Dr. Murray has also contributed the title essay to The State of Play: Irish Theatre in the 'Nineties (Wissenschaftlicher Verlag Trier 1996), a collection edited by Eborhard Bort, treating of the plays of Teresa Deevy (Cathy Leeney), Brian Friel (Robert Garratt), Stewart Parker (Gerald Dawe), Anne Devlin (Brendan McGurk), and Graham Reid (Beata Richter) but also Charabanc (Claudia Harris), Irish Independent Theatre (Anna McMullan), theatre in Shankill and Long Kesh (Tom Magill), and problems of representation in the Northern Irish Troubles (Stuart Marlow).
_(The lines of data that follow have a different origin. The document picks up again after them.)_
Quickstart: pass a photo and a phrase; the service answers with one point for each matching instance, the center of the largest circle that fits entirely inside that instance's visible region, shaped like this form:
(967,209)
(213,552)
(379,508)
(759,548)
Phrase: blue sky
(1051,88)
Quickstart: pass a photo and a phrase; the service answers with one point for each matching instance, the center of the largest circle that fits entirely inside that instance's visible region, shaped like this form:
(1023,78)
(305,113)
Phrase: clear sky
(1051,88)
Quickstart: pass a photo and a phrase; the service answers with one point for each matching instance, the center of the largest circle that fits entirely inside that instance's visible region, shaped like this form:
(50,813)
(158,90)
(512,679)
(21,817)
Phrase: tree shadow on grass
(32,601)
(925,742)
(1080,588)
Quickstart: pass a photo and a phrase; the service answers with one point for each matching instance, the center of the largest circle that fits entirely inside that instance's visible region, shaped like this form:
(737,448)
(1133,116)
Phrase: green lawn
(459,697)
Play collections have been a growth industry since the appearance of Brendan Kennelly's Landmarks of Irish Drama (Methuen 1988) containing works of Shaw, J, M. Synge, Yeats, O'Casey, Denis Johns- ton, Beckett, and Brendan Behan. An American anthology edited by Coilín D. Owens and Joan N. Radner (Irish Drama 1900-1980 (Washington: CUA 1990) extended the classical range to include Hugh Leonard and Brian Friel, as well as Padraic Fallon and other 'lesser knowns'. In addition to these teaching instruments, there is an exciting wave of contemporary collections: first David Grant's somewhat impudent Crack in the Emerald (Nick Hern Books 1900; new edn. 1994), featuring 'new Irish plays' by Dermot Bolger, Marina Carr, Michael Harding, and Marie Jones, and now Frank McGuinness's homage to his fellow-practitioners in The Dazzling Dark (Faber & Faber 1996), containing a play each by Gina Moxley, Jimmy Murphy, Tom MacIntyre, and Carr again.
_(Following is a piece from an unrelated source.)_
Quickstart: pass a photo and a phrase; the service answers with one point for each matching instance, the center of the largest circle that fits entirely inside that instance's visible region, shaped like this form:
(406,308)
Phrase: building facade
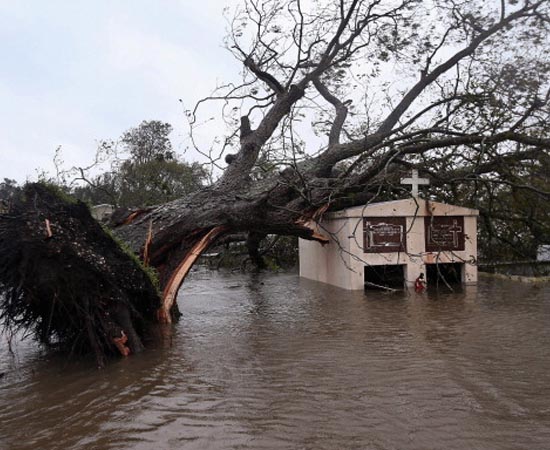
(390,244)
Whatever else is found in the next contemporary collection, it is certain that the electrifying new talent of Martin McDonagh will be represented, whether by The Beauty Queen of Leenane, premiered in Galway under the direction of Gary Hynes and regarded by Fintan O'Toole as the calling-card of a new dramatic genius, or by its successor, The Cripple of Inishmaan. First staged at the National Theatre, London, this moving piece demonstrates the profound resonance of the Irish dramatic tradition through its intertextual soundings of Synge's Playboy and Robert Flaherty's Man of Aran-the film whose shooting in 1934 provides its setting. Signficantly or otherwise, English reviewers found the play brutally unfeeling where the cripple was concerned-albeit young Ruairdhi Conroy reminded some of Peter O'Toole's first appearance. The third play in McDonagh's trilogy will be produced by Druid in a month or so.
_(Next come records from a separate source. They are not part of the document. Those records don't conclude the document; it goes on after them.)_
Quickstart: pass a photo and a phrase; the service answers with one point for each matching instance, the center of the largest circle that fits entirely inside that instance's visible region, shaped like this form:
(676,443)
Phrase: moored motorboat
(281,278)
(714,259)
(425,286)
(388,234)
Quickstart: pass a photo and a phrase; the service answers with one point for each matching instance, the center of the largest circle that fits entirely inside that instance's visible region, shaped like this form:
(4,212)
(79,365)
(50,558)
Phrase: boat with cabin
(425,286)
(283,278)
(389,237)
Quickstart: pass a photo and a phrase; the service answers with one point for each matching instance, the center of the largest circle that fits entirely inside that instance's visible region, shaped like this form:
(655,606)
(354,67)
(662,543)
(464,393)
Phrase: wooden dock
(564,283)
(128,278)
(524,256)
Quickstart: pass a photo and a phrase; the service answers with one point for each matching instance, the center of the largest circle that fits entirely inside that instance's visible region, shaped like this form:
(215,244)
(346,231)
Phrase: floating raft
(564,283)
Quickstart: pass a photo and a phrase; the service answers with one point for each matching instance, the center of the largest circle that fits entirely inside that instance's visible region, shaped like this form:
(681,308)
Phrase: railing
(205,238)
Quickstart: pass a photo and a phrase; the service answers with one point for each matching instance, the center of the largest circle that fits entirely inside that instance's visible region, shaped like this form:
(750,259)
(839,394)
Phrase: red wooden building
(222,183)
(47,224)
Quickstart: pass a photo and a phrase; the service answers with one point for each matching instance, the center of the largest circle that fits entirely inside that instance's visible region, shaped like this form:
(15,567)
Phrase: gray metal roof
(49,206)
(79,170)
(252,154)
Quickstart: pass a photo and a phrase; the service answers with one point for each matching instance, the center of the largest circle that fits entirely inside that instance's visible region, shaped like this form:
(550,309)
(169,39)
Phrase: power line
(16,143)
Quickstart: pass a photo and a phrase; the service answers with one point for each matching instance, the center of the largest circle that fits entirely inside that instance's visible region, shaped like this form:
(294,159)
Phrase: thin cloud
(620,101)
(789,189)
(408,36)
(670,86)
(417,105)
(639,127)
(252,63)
Other forthcoming events in Irish theatre include a new play from Friel, (Give me Your Answer Do), concerning a novelist's problematic relationship with a handicapped daughter, and Tom Murphy's dramatisation of his 1994 novel as The Wake (1994). Jennifer Johnston, whose The Desert Lullaby was premiered at the Lyric (Belfast) in October, is opening at at the Irish Repertory Theatre, New York with two earlier pieces, The Nightingale and the Lark and The Invisible Man, on 10th April. In the meantime she is reading in London on the March 15th with Colm Tobin, Hugo Hamilton, Roddy Doyle, and Anne Enright. She has just finished a commissioned play for RTÉ and is working on a new novel.